2022 Commonwealth Games: Day 1 Finals Preview


  • Friday, July 29 – Wednesday, August 3, 2022
  • Birmingham, England
  • Sandwell Aquatic Center
  • Start Times
    • Prelims: 10:30 am local / 5:30 am ET
    • Finals: 7:00 pm local / 2:00 pm ET
  • LCM (50m)
  • Meet Central
  • Event Schedule
  • Entry List
  • Entries (in seed order) – h/t to Troyy
  • Live Results

It’s night one of finals at the 2022 Commonwealth Games, and we’ve got a packed schedule. There are seven medal events tonight, with finals of the men’s 400 free, women’s 400 IM, women’s 200 free, men’s 100 back S9, women’s 100 free S9, men’s 200 breast, and the mixed 400 freestyle relay. There are also four semifinals on tap: the men’s 50 fly, women’s 50 breast, men’s 100 back, and women’s 100 fly.

Day 1 Finals Schedule

  • Men’s 400 Free Final
  • Women’s 400 IM Final
  • Women’s 200 Free Final
  • Men’s 100 Back S9 Final
  • Women’s 100 Free S9 Final
  • Men’s 50 Fly Semifinal
  • Women’s 50 Breast Semifinal
  • Men’s 100 Back Semifinal
  • Women’s 100 Fly Semifinal
  • Men’s 200 Breast Final
  • Mixed 4×100 Free Relay Final

Men’s 400 Free

Elijah Winnington, 2022 FINA Swimming Championship, Budapest, 2022 courtesy of Delly Carr, Swimming Australia

Elijah Winnington, 2022 FINA Swimming Championship, Budapest, 2022 courtesy of Delly Carr, Swimming Australia

Daniel Wiffen cracked a new Irish record of 3:47.43 to lead the way into tonight’s final. However, he’ll have to deal with Elijah Winnington, the new World Champion and fifth-fastest performer of all-time. Even if Winnington doesn’t get close to his 3:41.22, he still should have a lot more in the tank after qualifying fourth here in 3:48.32.

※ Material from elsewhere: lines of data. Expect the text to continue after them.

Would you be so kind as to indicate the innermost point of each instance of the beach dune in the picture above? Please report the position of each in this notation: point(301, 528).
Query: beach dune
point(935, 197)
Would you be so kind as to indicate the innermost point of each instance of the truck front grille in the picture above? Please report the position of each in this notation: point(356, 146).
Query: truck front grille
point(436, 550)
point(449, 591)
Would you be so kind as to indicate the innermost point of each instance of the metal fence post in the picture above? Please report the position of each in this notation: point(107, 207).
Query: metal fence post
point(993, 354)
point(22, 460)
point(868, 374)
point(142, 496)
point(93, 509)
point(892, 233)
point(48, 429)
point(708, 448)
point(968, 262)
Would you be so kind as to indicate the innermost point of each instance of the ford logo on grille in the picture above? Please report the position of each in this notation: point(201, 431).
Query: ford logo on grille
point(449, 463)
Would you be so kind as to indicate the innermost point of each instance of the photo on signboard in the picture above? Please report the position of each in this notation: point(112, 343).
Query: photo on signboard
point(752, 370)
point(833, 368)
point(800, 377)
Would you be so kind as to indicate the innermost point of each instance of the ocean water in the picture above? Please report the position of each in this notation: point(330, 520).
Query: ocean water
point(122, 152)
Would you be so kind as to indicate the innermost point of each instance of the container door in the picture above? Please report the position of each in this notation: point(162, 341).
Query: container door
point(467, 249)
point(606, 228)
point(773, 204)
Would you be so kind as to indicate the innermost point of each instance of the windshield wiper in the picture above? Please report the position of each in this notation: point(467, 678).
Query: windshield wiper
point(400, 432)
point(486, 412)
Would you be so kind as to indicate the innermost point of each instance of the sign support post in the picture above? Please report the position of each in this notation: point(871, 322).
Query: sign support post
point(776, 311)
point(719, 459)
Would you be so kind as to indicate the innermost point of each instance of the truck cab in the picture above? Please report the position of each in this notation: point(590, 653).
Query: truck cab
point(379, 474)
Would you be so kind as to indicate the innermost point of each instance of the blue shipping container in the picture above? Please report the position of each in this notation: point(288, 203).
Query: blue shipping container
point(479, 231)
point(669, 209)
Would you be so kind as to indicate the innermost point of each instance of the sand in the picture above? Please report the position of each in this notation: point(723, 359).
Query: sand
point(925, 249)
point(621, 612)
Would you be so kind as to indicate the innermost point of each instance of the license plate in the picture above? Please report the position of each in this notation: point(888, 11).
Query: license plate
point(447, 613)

Australia got all three of their swimmers in the final, with Mack Horton and Sam Short joining Winnington. Both Horton and Short were also off their personal bests in prelims. Wiffen will have his work cut out for him trying to fend off the the three Australians, who will be eager to start the meet off with a podium sweep.

Lurking further back is South Africa’s Matt Sates. Sates said earlier this summer that Commonwealth Games is his focus meet–after fighting an illness at Worlds, does he have a big swim in store here? Wales’ Daniel Jervis snuck into the final in eighth–look for him to make a move tonight.

Women’s 400 IM

courtesy of Fabio Cetti

It’s all Summer McIntosh in the women’s 400 IM. She added three seconds from her gold-medal-winning and “world junior record” setting swim from Worlds, but she’s still almost five seconds clear of the rest of the field. The 15-year-old phenom is the clear favorite heading into tonight, and it’s less about if she’ll win gold than what time she’ll do it in.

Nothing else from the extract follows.